Saisissant parfaitement l’ambiance chaotique qui régnait dans son pays sous la gouvernance de Donald Trump (qui n’est ici jamais cité), Richard Powers met en scène un pays au bord de l’implosion. Lui que l’on sait depuis longtemps féru de sciences illustre la sidération et la colère des chercheurs lorsque leurs budgets sont supprimés et les expériences en cours brutalement stoppées. À cette débâcle politique et scientifique vient s’ajouter un dérèglement climatique hors de contrôle dont les retombées les plus directes contribuent à déstabiliser le jeune Robin qui décidera de mener le combat et de faire entendre sa voix.
Mais c’est par le biais de Robin et de sa relation avec son père que l’auteur américain touche au coeur, offrant ici les pages les plus touchantes qu’il ait pu écrire. Sidérations est avant tout un splendide et saisissant roman d’amour, l’attachement inconditionnel d’un père pour son fils, une relation sur laquelle plane l’ombre bienveillante d’Aly, mère et épouse adorée trop tôt disparue. Sans jamais tomber dans la mièvrerie, Richard Powers parvient à émouvoir tout en assénant quelques coups bien sentis sur l’homme et ce qu’il a fait de la Terre. Cet inexplicable cocktail de colère, d’amour, de célébration de la vie et de pessimisme total offre un des romans les plus marquants, sans doute, de cette rentrée littéraire. Rarement intelligence et émotion se seront aussi bien mêlées et l’on se souviendra longtemps du destin de Robin Byrne.
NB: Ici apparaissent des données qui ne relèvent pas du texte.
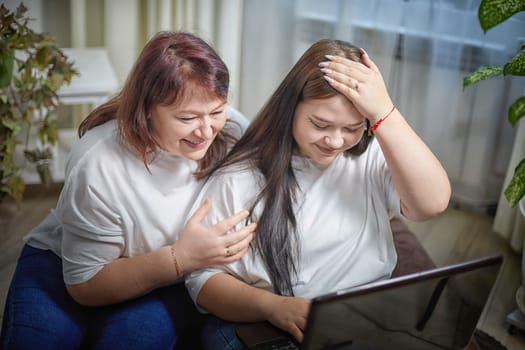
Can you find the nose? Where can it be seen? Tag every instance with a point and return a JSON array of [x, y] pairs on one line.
[[205, 130], [334, 140]]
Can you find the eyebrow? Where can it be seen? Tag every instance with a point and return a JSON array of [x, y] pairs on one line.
[[190, 111], [319, 119]]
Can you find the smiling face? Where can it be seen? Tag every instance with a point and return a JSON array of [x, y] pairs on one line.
[[323, 128], [188, 127]]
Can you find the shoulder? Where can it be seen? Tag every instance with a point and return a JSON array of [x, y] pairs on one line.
[[95, 146], [237, 123]]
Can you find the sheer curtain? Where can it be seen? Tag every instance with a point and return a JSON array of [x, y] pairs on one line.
[[424, 50]]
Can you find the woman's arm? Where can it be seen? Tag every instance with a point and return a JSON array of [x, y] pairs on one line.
[[234, 300], [419, 177], [198, 247]]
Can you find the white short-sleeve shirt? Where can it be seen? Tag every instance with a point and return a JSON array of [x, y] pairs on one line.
[[111, 206], [343, 216]]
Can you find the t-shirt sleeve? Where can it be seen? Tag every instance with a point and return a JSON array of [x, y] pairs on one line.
[[91, 228], [226, 201]]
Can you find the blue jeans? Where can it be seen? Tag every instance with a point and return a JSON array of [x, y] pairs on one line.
[[219, 334], [40, 314]]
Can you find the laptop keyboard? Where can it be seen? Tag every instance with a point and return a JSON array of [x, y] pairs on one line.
[[280, 344]]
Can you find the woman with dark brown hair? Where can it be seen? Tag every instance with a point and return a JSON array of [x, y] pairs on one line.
[[104, 269], [324, 166]]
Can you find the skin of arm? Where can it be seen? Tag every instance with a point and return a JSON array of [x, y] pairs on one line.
[[198, 247], [234, 300], [419, 177]]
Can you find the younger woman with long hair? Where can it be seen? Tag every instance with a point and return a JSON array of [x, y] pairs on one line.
[[324, 166]]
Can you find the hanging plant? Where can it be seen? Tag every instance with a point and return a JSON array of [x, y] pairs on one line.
[[490, 14], [32, 70]]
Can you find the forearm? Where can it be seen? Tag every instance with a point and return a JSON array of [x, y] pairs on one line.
[[419, 177], [127, 278], [233, 300]]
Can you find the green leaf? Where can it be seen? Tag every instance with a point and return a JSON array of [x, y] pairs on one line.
[[493, 12], [482, 73], [516, 66], [516, 188], [12, 125], [6, 69], [517, 110], [16, 189]]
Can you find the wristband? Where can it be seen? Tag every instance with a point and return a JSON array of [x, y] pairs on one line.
[[378, 123], [178, 267]]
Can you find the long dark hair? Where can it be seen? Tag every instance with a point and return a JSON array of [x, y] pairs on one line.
[[268, 144], [167, 64]]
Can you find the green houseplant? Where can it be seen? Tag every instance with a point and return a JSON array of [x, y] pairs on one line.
[[490, 14], [32, 70]]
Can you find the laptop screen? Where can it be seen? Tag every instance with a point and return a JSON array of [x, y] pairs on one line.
[[435, 309]]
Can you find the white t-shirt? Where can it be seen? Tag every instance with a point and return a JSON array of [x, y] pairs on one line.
[[111, 206], [343, 216]]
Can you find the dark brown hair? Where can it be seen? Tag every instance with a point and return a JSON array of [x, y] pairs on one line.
[[168, 63], [269, 144]]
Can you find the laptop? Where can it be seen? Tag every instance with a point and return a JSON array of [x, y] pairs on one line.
[[433, 309]]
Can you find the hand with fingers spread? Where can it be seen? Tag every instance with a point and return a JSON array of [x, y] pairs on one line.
[[362, 83], [200, 246]]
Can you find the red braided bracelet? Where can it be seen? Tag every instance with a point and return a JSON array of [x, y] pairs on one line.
[[377, 123]]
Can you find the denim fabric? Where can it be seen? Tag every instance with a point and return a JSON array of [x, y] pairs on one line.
[[40, 314], [218, 334]]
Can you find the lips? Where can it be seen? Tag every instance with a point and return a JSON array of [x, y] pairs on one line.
[[196, 145], [327, 151]]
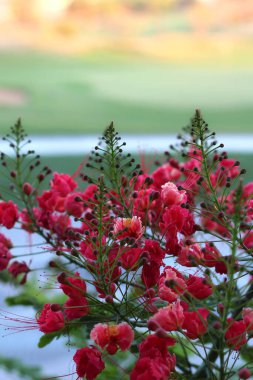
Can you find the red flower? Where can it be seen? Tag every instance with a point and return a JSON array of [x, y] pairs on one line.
[[112, 337], [5, 256], [165, 173], [211, 255], [155, 252], [236, 334], [169, 318], [63, 184], [198, 287], [89, 362], [74, 287], [17, 268], [150, 274], [247, 315], [248, 240], [190, 256], [50, 201], [8, 214], [128, 227], [50, 320], [130, 258], [76, 308], [171, 195], [72, 206], [171, 285], [195, 323]]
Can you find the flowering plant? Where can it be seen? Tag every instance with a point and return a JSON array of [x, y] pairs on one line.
[[158, 266]]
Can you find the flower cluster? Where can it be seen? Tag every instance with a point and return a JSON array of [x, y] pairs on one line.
[[150, 263]]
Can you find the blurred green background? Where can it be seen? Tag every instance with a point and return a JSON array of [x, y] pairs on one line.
[[72, 66]]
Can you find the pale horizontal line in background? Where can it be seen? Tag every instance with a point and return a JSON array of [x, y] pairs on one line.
[[69, 145]]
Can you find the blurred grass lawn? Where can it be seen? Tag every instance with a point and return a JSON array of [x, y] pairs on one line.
[[83, 94], [70, 165]]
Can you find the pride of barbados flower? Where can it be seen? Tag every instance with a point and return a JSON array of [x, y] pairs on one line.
[[113, 337], [128, 227], [152, 272]]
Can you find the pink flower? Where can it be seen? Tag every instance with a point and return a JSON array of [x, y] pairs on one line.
[[8, 214], [5, 256], [130, 258], [17, 268], [49, 320], [165, 173], [89, 362], [112, 337], [171, 284], [171, 195], [169, 318], [63, 184], [236, 334], [190, 256], [73, 206], [195, 323], [198, 287], [247, 315], [128, 227], [211, 255], [76, 308]]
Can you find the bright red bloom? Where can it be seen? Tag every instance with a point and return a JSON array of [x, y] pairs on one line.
[[150, 274], [112, 337], [27, 188], [49, 320], [171, 284], [128, 227], [195, 323], [5, 256], [74, 287], [198, 287], [130, 258], [190, 256], [17, 268], [165, 173], [171, 195], [73, 206], [248, 240], [155, 252], [236, 334], [63, 184], [89, 362], [8, 214], [76, 308], [169, 318], [50, 201], [5, 241], [247, 315], [147, 368], [211, 255]]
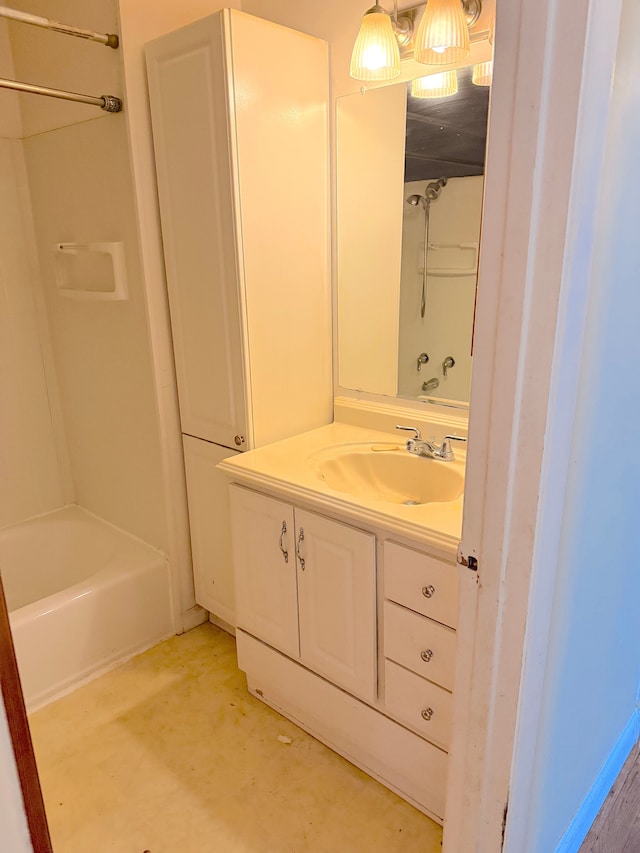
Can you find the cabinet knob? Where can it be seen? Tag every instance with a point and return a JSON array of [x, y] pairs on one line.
[[285, 553], [298, 554]]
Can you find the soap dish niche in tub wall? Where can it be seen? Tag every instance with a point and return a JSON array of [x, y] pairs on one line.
[[91, 271]]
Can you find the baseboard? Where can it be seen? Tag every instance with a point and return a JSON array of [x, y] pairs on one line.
[[592, 803]]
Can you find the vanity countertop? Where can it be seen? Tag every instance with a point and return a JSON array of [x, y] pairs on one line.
[[292, 468]]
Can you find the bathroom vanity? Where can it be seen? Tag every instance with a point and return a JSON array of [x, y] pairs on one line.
[[347, 597]]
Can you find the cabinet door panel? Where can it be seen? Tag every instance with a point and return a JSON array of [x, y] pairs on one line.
[[266, 595], [190, 118], [337, 602]]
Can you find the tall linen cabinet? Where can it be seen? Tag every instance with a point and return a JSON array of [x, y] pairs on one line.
[[239, 112]]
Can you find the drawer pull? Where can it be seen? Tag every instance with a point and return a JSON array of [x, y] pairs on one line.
[[285, 553]]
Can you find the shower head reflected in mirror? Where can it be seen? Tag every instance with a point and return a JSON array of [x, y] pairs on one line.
[[431, 192], [416, 199]]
« Neuf ans, c’est l’âge du grand tournant. Peut-être le genre humain est-il un enfant de neuf ans : pas encore mûr, mais déjà moins gamin. Raisonnable en apparence, mais toujours au bord d’une crise de rage. »
Traduit de l’anglais (États-Unis) par Serge Chauvin.
Yann.
Sidérations, Richard Powers, Actes Sud, 391 p. , 23€.